With that stated, I can't wait to tell you about this latest find. I have been searching for a book on preserving food for ages, and even went so far as to purchase "Preserving the Taste" by Edon Waycott, which was recommended on another blog. I was disappointed with the book.
So the hunt was on again. I happened to be "over the mountain" at a shopping mall and popped into the bookstore there. Shelves and shelves of recipe books - and I didn't have enough time to do them justice. I gave the shelves a quick once over - and fortuitously my eyes came to rest on exactly the section that I needed. In bold, rather garish, print I read: "The Preserving Book" by Lynda Brown. (Click here to see it on kalahari.net or here for amazon.com). I grabbed the book with my free hand, put down my shopping bags in my other hand, and began to hastily page through it.
I couldn't believe my eyes - it was absolutely perfect! I had just won the preserving book lottery! I was so excited that I shouted out, "That's it!". (I only realised that I had vocalised my thoughts when I noticed heads turning my way LOL).
I am going to try and give you a glimpse of what is in this book, but it is so full of fresh and amazing ideas that I hardly know where to start.
It provides a chart, and details, on 29 fruits and 42 vegetables and advises which is suitable for preserving via:
natural (leaving in the ground, clamping)
fruit cheeses (intensely flavoured fruit preserves) butters and curds
cordials / syrups
ketchup and sauces
preserving in oil
salting and curing (vegetables/fish and meat)

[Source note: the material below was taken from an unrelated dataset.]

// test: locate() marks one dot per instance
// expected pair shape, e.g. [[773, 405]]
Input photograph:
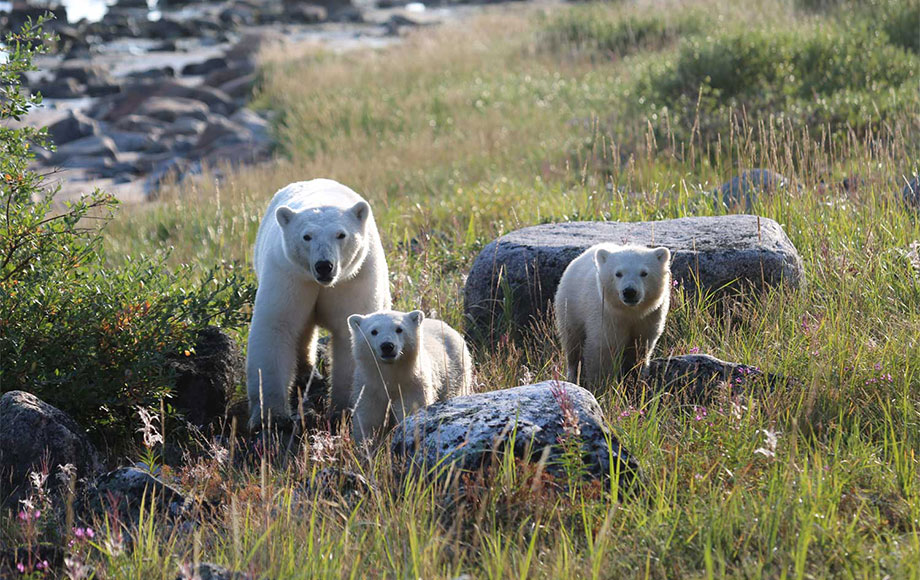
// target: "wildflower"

and brewing and wine making!
The pages are jam packed (LOL with or without the pun) with information and incredible photographs / illustrations. Hopefully, without infringing on copyright, here is a taster of what the book contains:
There are so many details, and delicious recipes in this book - I couldn't wait to start. But it was near the end of the day. My eyes happened to fall on an absolute gem - "Bottled whole tomatoes". Easy peasy - just wash the tomatoes, sprinkle salt and sugar and lemon juice over them - toss, ram into your preserving jar, seal and cook via the hot bath method. Brilliant! Even this novice could do that. I did :-)
I used some surplus baby tomatoes which I had harvested on Friday. The recipe is easily convertible for cooking in the solar oven.
|The tomatoes "shrink" whilst they are in the|
hot water bath - producing a delicious juice :-)
It is the type of book that one can use over and over again and then, when one is too old to continue preserving, pass it on to a daughter or son and it will still be applicable in 50 - 100 years time.
Now - all I need to do is get to the local market and purchase all those fruits and vegetables which I am unable to grow but would like to preserve... I now know how!